En réalité, avec un taux de pauvreté de 15 %, c’est sans doute environ un quart de la population française en âge de travailler qui ne reçoit pas de salaire (chômeurs, sans-emploi en fin de droits, RSA, sans-emploi non déclarés, travailleurs précaires ou occasionnels). La France accumule les raisons d’être le pays le plus consommateur au monde d’anxiolytiques ; la communauté historique où le Bonheur national brut est en berne. C’est pourquoi il s’agit de réfléchir à comment changer l’économie, certes, mais aussi à comment changer l’immobilisme suicidaire de la société française et son tropisme pour une résistance critique parfois salvatrice, souvent aveugle et aveuglante…
Alors que l’INSEE projette une espérance de 90 ans en France en 2060, des médias de la Silicon Valley tablent sur une espérance de vie américaine supérieure à 120 ans dès 2050. Entraîné par Ray Kurzweil, le futurologue de Google, et Art Levinson, actionnaire d’Apple et directeur de Calico – la Silicon Valley accélère sa recherche de la Singularité : cette découverte révolutionnaire censée provoquer le basculement du monde humain dans un nouveau cycle transhumain (voir notre article).
Google Glass, voitures autonomes imprimées en 3D, thérapie génique, hybridation organique/inorganique, intelligence artificielle, immortalité attendue pour la fin du XXIe siècle – voilà les totems de cette révolution mondiale – globale, industrielle, technologique et humaine – que la France peine à percevoir autant qu’à acter. En effet, elle invite à bouleverser un système délétère perpétué par des élites dirigeantes à l’inefficacité souvent redoutable : complexité, hiérarchisation, bureaucratisme, déresponsabilisation, immobilisme, désintérêt pour les administrés et les missions du service public mais intérêt pour la progression dans les échelons et l’obtention de primes… sont les maux d’un bonne partie de l’administration française.

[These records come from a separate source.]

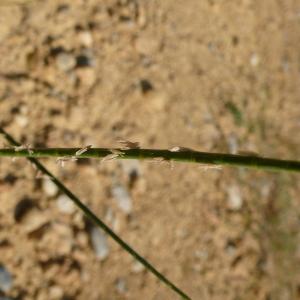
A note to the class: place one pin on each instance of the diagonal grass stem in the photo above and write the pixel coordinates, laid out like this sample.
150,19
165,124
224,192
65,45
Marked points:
90,214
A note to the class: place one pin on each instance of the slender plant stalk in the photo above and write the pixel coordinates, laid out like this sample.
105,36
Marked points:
214,159
91,215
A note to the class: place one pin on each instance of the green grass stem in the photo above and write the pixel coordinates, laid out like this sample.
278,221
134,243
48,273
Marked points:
214,159
90,215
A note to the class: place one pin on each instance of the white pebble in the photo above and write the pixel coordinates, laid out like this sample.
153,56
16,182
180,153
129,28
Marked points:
65,204
49,187
234,200
99,243
122,198
22,121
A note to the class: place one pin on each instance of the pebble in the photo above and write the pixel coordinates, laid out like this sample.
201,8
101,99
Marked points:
234,200
6,280
34,220
55,293
137,267
85,59
122,197
65,61
65,205
85,38
233,143
254,60
121,285
99,243
22,121
49,187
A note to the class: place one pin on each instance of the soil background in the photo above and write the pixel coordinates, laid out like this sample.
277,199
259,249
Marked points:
220,76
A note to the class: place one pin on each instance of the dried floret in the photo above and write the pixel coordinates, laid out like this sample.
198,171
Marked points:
82,150
129,145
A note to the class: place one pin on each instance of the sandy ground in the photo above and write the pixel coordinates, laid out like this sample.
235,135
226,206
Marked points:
210,75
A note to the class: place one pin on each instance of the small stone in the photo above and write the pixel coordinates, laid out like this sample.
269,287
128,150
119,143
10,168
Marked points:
50,187
122,198
34,220
22,121
22,208
121,285
65,61
137,267
234,200
55,293
232,143
145,86
254,60
99,243
85,59
65,204
6,280
85,38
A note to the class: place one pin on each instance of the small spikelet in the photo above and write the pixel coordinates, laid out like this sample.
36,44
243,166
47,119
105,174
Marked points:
109,157
114,154
248,153
206,167
82,150
23,147
180,149
129,145
62,160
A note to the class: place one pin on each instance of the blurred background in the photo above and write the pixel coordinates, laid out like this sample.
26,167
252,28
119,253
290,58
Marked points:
219,76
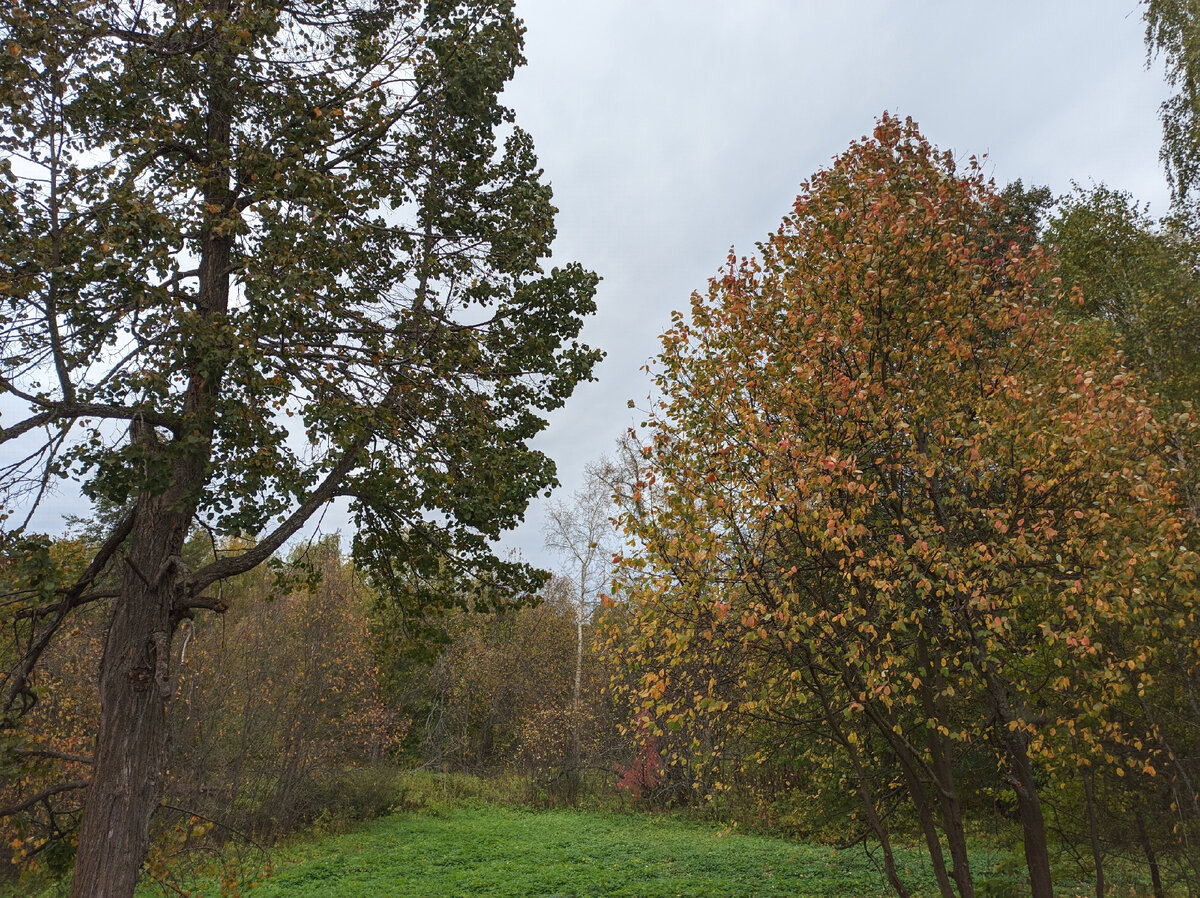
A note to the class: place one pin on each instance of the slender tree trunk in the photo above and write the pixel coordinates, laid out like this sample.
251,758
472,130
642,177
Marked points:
576,705
1147,846
941,752
1029,808
1093,830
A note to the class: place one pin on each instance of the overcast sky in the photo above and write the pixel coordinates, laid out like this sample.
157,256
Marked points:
673,130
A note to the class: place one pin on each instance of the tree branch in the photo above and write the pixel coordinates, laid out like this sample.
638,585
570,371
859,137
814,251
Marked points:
70,785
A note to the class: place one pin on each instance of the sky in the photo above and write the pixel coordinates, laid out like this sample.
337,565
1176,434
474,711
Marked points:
675,130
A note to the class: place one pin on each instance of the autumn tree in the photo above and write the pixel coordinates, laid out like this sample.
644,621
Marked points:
256,257
893,507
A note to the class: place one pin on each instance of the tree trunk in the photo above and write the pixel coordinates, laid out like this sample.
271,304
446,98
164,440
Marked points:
135,694
576,707
1029,808
135,671
1093,830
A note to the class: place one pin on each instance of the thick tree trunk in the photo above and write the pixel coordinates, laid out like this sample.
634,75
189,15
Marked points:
135,695
136,678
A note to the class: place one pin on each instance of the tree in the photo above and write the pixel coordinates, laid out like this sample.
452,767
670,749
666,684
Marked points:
1138,282
582,534
1173,30
255,257
894,507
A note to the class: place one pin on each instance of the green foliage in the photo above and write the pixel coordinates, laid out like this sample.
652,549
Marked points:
1138,285
1173,31
256,257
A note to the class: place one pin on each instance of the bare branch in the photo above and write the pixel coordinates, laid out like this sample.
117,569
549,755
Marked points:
69,786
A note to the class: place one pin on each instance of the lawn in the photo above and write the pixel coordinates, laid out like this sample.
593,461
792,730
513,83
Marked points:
490,850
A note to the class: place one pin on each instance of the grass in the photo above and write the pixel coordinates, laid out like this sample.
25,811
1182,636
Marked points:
489,850
456,837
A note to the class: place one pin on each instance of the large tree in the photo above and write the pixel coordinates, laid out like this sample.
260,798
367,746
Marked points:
897,510
255,256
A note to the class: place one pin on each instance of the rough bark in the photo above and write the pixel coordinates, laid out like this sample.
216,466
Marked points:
135,676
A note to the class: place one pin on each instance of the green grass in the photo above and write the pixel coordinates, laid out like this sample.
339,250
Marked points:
509,851
457,838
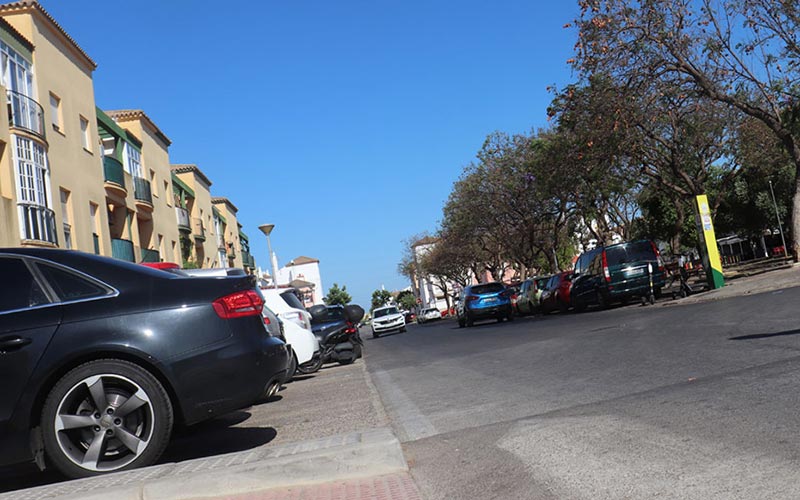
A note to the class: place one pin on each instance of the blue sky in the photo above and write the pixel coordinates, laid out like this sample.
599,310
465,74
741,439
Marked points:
343,123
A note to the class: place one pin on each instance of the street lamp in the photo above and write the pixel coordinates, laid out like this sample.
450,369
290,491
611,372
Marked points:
267,229
777,216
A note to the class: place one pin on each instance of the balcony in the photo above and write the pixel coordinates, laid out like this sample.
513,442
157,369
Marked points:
25,113
199,230
122,249
114,174
183,219
142,193
38,223
150,255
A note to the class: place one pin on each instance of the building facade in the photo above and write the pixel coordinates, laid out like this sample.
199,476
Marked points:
51,176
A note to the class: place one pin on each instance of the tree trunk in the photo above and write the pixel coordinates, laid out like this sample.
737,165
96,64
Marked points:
680,219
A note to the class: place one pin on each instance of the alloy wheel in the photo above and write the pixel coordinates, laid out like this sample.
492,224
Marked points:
104,422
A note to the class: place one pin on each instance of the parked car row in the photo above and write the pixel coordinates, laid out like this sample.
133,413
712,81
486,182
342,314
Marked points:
601,276
106,356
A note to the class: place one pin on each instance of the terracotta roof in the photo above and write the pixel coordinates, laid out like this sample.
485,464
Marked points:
124,115
425,241
222,199
298,283
19,36
27,5
299,261
183,168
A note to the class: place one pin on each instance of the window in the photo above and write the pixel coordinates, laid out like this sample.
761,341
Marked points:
66,218
153,183
70,286
86,140
55,112
31,171
24,291
109,145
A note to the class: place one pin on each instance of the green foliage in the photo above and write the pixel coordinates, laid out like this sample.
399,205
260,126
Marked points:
406,300
337,296
380,298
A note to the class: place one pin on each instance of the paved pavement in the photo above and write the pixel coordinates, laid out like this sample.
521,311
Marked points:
327,427
692,402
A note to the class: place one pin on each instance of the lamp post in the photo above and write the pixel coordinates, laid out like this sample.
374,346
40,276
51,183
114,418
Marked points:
777,216
267,229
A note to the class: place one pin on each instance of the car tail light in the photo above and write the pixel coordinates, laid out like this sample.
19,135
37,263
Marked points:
659,261
239,304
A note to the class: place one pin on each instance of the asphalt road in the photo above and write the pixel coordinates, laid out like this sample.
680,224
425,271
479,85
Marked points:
688,401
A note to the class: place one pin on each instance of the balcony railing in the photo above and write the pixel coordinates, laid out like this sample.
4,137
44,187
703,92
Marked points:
113,171
25,113
38,223
150,255
198,229
141,190
183,219
122,249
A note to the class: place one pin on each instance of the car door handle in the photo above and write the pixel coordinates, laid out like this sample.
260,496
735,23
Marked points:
11,343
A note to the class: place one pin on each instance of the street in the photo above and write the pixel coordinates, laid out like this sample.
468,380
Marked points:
683,401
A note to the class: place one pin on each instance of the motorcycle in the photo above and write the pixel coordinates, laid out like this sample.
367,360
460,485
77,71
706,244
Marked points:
336,329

Comment préserver la singularité humaniste française et la protection des citoyens dans une économie de marché compétitive qui a vu une bonne partie de la production déménager à l’étranger ? Précisément, en prenant acte de cette nouvelle révolution industrielle et technique et de ses déclinaisons économiques afin d’y adapter notre modèle social. Les voies sont nombreuses, et toutes les pistes, même les plus originales, méritent d’être explorées (tâche difficile en France qui se targue sans cesse de son progressisme éclairée tandis que l’Etat règne sous forme d’un Père à la figure absolutiste).
Dans cette veine se dessine une piste de réflexion à nos yeux intéressante (voir notre article) : une réduction au strict nécessaire des dispositifs d’aides sociales – dont l’effet pervers consiste à vouloir sortir des personnes de la misère pour mieux les enfermer dans un statut et une psychologie de pauvres assistés – au profit de l’instauration d’un revenu universel de base (cumulable) d’un montant mensuel supérieur à 1000€ par individu (le seuil de pauvreté en 2015 s’établit à 977 €). Loin d’être taxable d’utopie (de gauche), un tel mécanisme d’organisation socio-économique promet simplement mais heureusement de libérer les Français d’un grand nombre d’angoisses au profit d’une augmentation de fructueuses réalisations et d’un bien-être individuel et collectif.
Prenant acte que la quantité de travail et le salariat, tout comme la valeur de l’argent, se réduisent dans le Nouveau Monde, une porte de sortie pour la crise nationale française consiste dans la transition de la productivité à la créativité. Plus exactement, d’une productivité qui a atteint ses limites (où elle tend à confiner au contreproductif) et une créativité dont la France veut faire croire qu’elle est le siège alors que, dans les faits, toute son organisation économico-administrative l’entrave depuis des décennies.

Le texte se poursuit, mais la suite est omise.